Fuel prices are also making their way to lower ground following crudes downward momentum. Products saw mixed results yesterday with diesel trading up 2 cents and gasoline losing half a cent. Gasoline and diesel are moving in the same direction this morning, trading down just over 2 cents at $2.1386 and $2.1500 respectively.
Oil prices are easing this morning as President Trump has been softening his rhetoric towards Iran, noting yesterday that he’s willing to meet with Iranian President Rouhani. After exchanging heated tweets, this change in sentiment signals hope for bringing Iran’s oil production back to the market. Sanctions are expected to remove as much as 1 million barrels per day from the global market; a new deal waiving sanctions would allow this oil to be sold globally, causing prices to drop quickly lower.
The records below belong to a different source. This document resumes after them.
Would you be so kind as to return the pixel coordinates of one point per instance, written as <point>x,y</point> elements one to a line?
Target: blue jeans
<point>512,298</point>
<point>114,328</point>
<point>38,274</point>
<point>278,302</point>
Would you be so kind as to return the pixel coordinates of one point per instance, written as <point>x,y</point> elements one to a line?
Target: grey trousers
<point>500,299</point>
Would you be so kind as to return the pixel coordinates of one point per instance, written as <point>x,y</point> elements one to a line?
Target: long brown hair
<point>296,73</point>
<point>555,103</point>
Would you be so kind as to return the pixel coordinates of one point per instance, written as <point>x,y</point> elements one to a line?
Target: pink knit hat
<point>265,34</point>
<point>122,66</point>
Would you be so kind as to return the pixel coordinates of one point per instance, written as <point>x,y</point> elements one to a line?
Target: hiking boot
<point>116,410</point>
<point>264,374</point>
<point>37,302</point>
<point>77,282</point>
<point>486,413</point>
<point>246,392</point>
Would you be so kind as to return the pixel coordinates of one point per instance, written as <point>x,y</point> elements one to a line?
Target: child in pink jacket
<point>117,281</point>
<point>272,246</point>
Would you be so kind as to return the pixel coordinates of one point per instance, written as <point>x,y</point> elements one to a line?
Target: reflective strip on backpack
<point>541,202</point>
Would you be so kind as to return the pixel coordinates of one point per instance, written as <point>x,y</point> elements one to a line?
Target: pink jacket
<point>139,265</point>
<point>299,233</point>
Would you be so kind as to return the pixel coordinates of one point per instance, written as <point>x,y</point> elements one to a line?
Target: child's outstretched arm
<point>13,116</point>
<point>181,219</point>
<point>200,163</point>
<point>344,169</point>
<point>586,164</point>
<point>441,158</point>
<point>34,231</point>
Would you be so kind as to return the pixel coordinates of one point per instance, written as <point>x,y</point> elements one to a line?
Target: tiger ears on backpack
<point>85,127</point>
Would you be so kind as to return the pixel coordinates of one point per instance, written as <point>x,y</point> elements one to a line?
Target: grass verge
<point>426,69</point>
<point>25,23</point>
On the economic front, economists are growing worried about the reversal of quantitative easing, the economic response to the Great Recession. Back in 2009, central banks undertook a new approach to combatting recessions – QE, which involves buying trillions of dollars of bonds and securities. All those purchases flood the economy with cash, sort of like injecting a steroid into the economy to get it working again. Now central banks are reversing course, pulling money out of the economy to slow it down.
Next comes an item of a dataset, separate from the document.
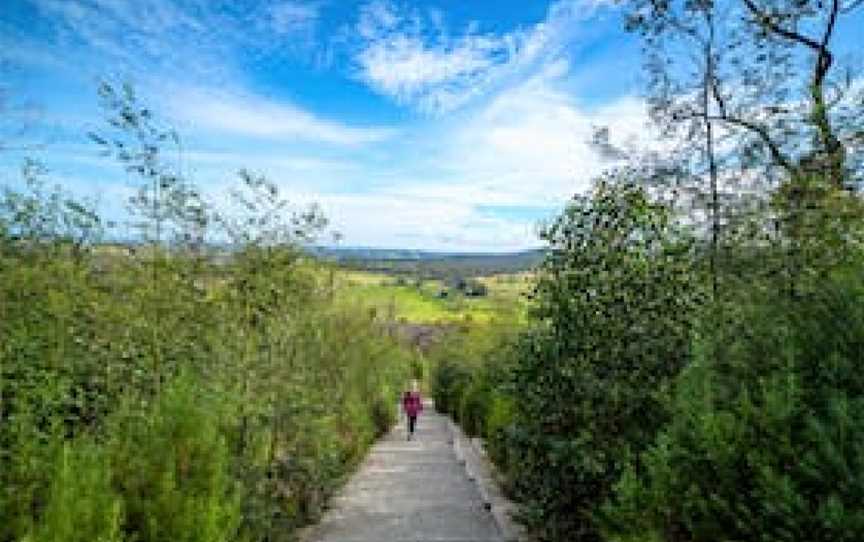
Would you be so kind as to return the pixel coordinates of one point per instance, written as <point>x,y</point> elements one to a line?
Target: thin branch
<point>763,134</point>
<point>766,20</point>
Quantitative easing was a brand new policy when implemented – and it worked (depending on who you talk to), preventing the economy from falling too far into default. But now markets are facing an equally uncertain future as central banks reverse course. Money has never been withdrawn from an economy at this scale, and it could impact everything from interest rates to financial markets.
What does that mean for oil? Like all financial markets, oil will likely be impacted by the volatility. Less liquidity for the dollar means rising dollar values, putting downward pressure on oil prices. QE’s reversal could also mean a slowing economy – meaning less demand for oil, also a bearish pressure.
State Department Approves Keystone XL
It may seem surprising after all the headlines of various environmental battles we’re still talking about Keystone XL. But yesterday, the State Department reviewed the Keystone’s construction plan in Nebraska and gave the official “okay” to build. Of course, construction won’t even begin until 2019, but the psychological benefits of the approval could cause WTI prices to ease lower a bit.
Keystone XL will make it easier to bring crude oil from Canada to the Gulf Coast, allowing for easier export. The new pipeline will help resupply Cushing stocks that have been steadily declining over the past month, and will provide a buffer against shortages like the Syncrude production outage that’s been keeping WTI prices high lately.